From Uche Usim, Abuja
The Bureau of Public Enterprises (BPE) and the Socio-Economic Rights and Accountability Project (SERAP) are currently on a collision course over allegations of corruption and the call for investigation.
SERAP was called on President Muhammadu Buhari to revisit the allegations of corruption made against the privatisation agency by the Senate Ad-hoc Committee on Investigation of the Privatisation and Commercialisation Activities of the BPE from 1999 to 2011.
BPE on its part said it was wrong for SERAP to unearth a six-year report and attempt to give it the air of infallibility.
BPE spokesman, Chukwuma Nwokoh, however, said the bureau would address issues raised in the report again just as it did six years ago when the report was first published.

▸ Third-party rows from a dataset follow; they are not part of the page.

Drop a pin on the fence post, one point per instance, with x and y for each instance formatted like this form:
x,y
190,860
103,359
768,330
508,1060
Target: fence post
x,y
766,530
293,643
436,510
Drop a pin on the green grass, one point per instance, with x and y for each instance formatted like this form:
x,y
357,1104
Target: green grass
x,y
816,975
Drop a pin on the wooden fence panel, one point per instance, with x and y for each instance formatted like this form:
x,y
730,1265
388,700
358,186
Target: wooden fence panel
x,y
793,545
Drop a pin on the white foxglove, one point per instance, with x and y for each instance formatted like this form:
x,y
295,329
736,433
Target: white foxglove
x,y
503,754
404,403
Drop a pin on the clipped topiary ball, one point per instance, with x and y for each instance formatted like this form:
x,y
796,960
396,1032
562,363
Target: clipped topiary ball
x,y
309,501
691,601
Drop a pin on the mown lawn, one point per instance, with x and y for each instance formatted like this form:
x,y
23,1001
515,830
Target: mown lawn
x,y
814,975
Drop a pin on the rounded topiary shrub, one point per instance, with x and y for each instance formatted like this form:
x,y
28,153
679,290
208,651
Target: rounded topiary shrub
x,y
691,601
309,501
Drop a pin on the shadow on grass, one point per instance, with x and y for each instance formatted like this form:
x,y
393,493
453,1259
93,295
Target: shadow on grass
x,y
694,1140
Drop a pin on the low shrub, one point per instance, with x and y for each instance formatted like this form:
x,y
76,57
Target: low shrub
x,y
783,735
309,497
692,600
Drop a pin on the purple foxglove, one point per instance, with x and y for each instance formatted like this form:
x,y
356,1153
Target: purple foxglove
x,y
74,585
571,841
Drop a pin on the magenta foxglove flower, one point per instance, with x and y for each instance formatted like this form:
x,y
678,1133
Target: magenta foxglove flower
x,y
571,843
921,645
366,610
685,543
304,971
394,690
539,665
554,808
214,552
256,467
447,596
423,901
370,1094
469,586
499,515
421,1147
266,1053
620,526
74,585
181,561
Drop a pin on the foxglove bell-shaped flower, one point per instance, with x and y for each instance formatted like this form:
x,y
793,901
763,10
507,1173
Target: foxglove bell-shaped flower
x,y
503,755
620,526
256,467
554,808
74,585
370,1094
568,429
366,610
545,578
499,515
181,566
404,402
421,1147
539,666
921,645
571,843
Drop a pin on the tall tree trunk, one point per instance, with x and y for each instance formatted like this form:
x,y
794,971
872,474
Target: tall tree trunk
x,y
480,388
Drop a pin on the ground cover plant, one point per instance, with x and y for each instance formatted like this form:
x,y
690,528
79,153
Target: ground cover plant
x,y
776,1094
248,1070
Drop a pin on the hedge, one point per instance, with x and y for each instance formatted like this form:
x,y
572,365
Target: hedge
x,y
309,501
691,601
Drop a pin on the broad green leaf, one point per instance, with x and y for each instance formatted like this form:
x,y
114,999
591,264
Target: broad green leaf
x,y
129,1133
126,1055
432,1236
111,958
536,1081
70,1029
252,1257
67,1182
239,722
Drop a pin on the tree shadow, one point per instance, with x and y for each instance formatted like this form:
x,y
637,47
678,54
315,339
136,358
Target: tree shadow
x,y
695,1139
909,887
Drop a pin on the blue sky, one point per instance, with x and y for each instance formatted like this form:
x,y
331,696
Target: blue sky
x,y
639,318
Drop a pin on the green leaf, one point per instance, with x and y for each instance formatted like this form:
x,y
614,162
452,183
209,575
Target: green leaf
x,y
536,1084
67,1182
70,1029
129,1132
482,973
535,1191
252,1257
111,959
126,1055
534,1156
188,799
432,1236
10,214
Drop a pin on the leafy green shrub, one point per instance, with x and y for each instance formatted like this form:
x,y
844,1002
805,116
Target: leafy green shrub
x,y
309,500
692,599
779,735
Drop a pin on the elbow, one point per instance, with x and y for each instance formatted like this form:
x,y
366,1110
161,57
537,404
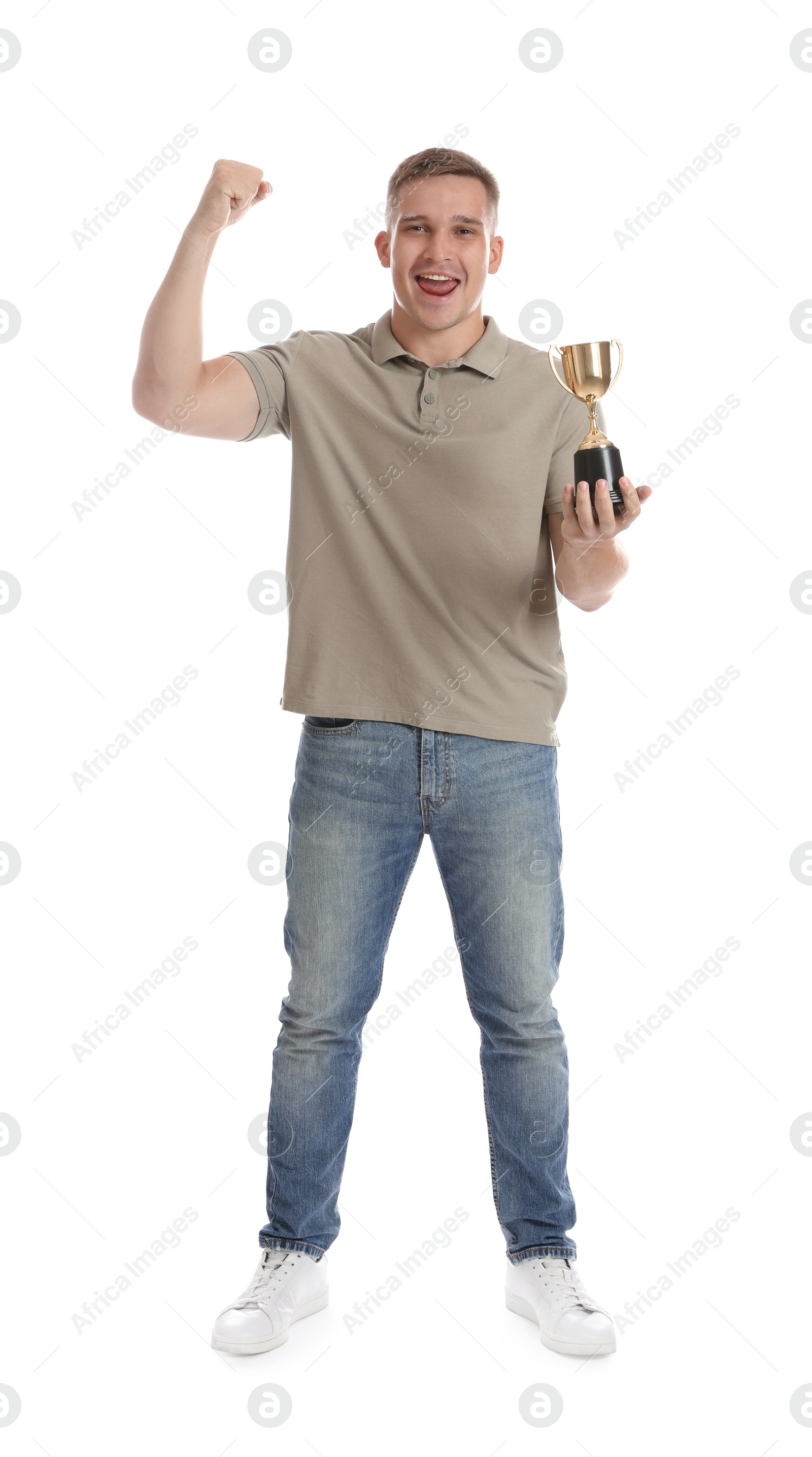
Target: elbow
x,y
146,402
592,604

“We again reject the conclusions of the report, which may have been aimed at tainting the activities of the reform agency. On the issue of monitoring privatised entities, the BPE has routinely monitored the performance of privatised enterprises through its Post Privatisation Monitoring Department.
“The present monitoring framework was established in late 2006 and monitoring activities effectively took off in 2007. In establishing the monitoring framework, BPE consulted widely and benefited from the expertise of a consultant provided by the Department for International Development (DFID), UK, under its support to the privatisation programme.
“The agency has moved further in its post-privatisation activities and strengthened its processes. BPE’s lock-in period has been strengthened such that, even at its expiry, a core investor that has not fulfilled its post-acquisition plan is not discharged from the mandatory monitoring programme. This development debunks the claims on post-privatisation by SERAP,” he said.
Recall that President Muhammadu Buhari administration, on April 13, 2017, appointed a new Director General of BPE, Mr. Alex A. Okoh, with the mandate to address the challenges in the privatisation programme.